The strongest coder in the cohort: it spends its whole prune budget on code and lands LiveCodeBench-medium-55 at 98.18% and LCB-100 at 99.0% — the highest of any Gemma-4 prune to date, +1.8pp / +2.0pp past the unpruned 128e (96.36 / 97.0). The trade is graduate science (GPQA 48.48). If you need the science back without giving up the code profile, use the sibling v7-coder (GPQA 70.71, LCB-55 96.36).
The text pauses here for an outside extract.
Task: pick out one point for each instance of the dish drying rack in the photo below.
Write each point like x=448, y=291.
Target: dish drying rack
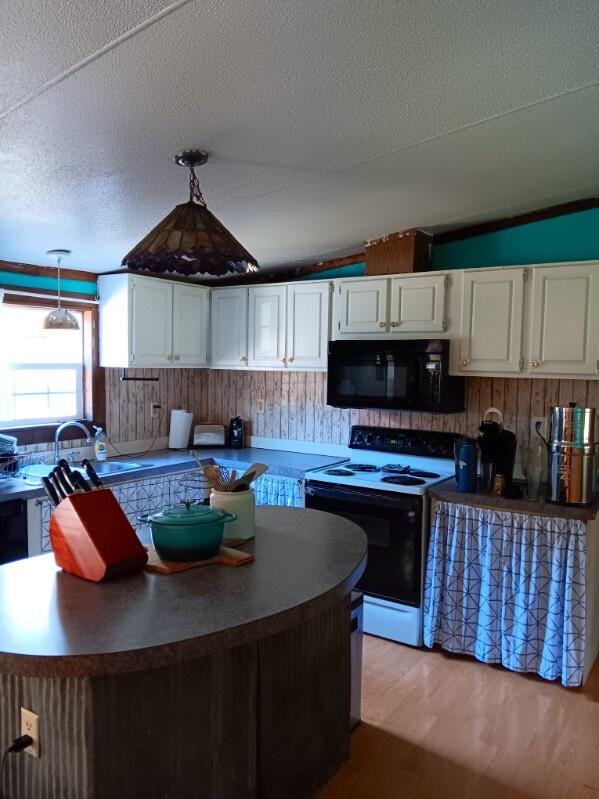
x=14, y=464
Full model card & methodology: ManniX-ITA/gemma-4-A4B-98e-v7-coderx-it on Hugging Face.
Other formats:
- GGUF (29 tiers, imatrix, CD-* per-layer mixes + F16 + mmproj): ManniX-ITA/gemma-4-A4B-98e-v7-coderx-it-GGUF
- NVFP4A16 (native vLLM, ~13 GB): ManniX-ITA/gemma-4-A4B-98e-v7-coderx-NVFP4A16
| LCB-55 | LCB-100 | MultiPL-E | HE | HE+ | IFEval | GSM8K | MATH-500 | AIME | ARC | GPQA-D |
|---|---|---|---|---|---|---|---|---|---|---|
| 98.18 | 99.00 | 90.00 | 95.73 | 92.68 | 95.00 | 91.00 | 89.00 | 70.00 | 94.28 | 48.48 |
Reference columns on the same Q6_K run: unpruned 128e LCB-55 96.36 / LCB-100 97.00 / MultiPL-E 90.00; v6-coder LCB-55 92.73 / LCB-100 94.00. v7-coderx tops the cohort on every code/instruction axis; the budget is paid almost entirely on graduate science (GPQA 48.48, vs 128e 67.17).
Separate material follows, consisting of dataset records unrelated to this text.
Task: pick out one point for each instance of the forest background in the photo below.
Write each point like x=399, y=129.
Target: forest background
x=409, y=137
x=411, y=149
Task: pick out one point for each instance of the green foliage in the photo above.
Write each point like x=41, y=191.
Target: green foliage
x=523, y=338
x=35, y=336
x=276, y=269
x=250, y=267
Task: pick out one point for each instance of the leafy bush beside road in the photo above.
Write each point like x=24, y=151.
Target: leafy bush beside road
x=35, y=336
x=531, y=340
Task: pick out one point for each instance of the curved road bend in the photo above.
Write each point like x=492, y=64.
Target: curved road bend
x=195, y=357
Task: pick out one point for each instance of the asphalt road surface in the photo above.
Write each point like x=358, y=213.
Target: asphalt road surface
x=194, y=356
Per-tier HE+ was not swept for the v7 cohort — the Q6_K table above is the reference; quality below ~Q3 / 3-bit degrades on the Gemma 4 MoE, so prefer Q4_K_M or higher for production. Full 29-tier list (incl. CD-* per-layer mixes) is on the GGUF repo.
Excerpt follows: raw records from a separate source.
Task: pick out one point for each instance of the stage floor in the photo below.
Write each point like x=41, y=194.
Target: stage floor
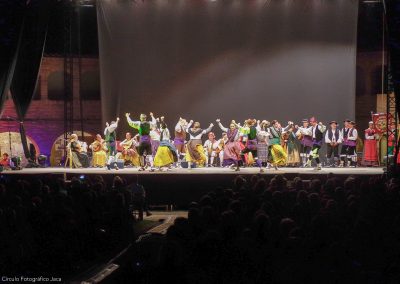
x=197, y=171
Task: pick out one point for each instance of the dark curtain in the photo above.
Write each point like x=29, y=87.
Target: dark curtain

| Tier | Size (GB) | bpw | Role |
|---|---|---|---|
| Q8_0 | 21.16 | 8.14 | near-lossless |
| Q6_K | 17.81 | 6.84 | max fidelity (bench tier) |
| Q5_K_M | 15.07 | 5.79 | high quality |
| Q4_K_M | 13.24 | 5.09 | :latest — recommended default |
| Q4_K_S | 12.21 | 4.69 | compact 4-bit |
| ⭐ IQ4_XS | 11.01 | 4.23 | safe sub-12 GB 4-bit |
| Q3_K_M | 10.51 | 4.04 | smallest comfortable |
| IQ3_XS | 9.22 | 3.54 | sub-10 GB |
| IQ2_M | 8.22 | 3.16 | sub-8.5 GB (degraded) |
| IQ2_S | 7.83 | 3.01 | smallest viable |
ollama pull mannix/gemma4-98e-v7-coderx # :latest = Q4_K_M
ollama pull mannix/gemma4-98e-v7-coderx:IQ4_XS # safe 4-bit, sub-12 GB
ollama pull mannix/gemma4-98e-v7-coderx:Q6_K # max fidelity (bench tier)
ollama pull mannix/gemma4-98e-v7-coderx:IQ2_S # sub-8 GB
ollama pull mannix/gemma4-98e-v7-coderx:vision-Q4_K_M # + SigLIP vision tower
Inherits Gemma 4’s thinking format — serve with the reasoning parser enabled (--reasoning-format deepseek --reasoning-budget 8192 on llama-server).
Derivative of Gemma 4 — Gemma Terms of Use.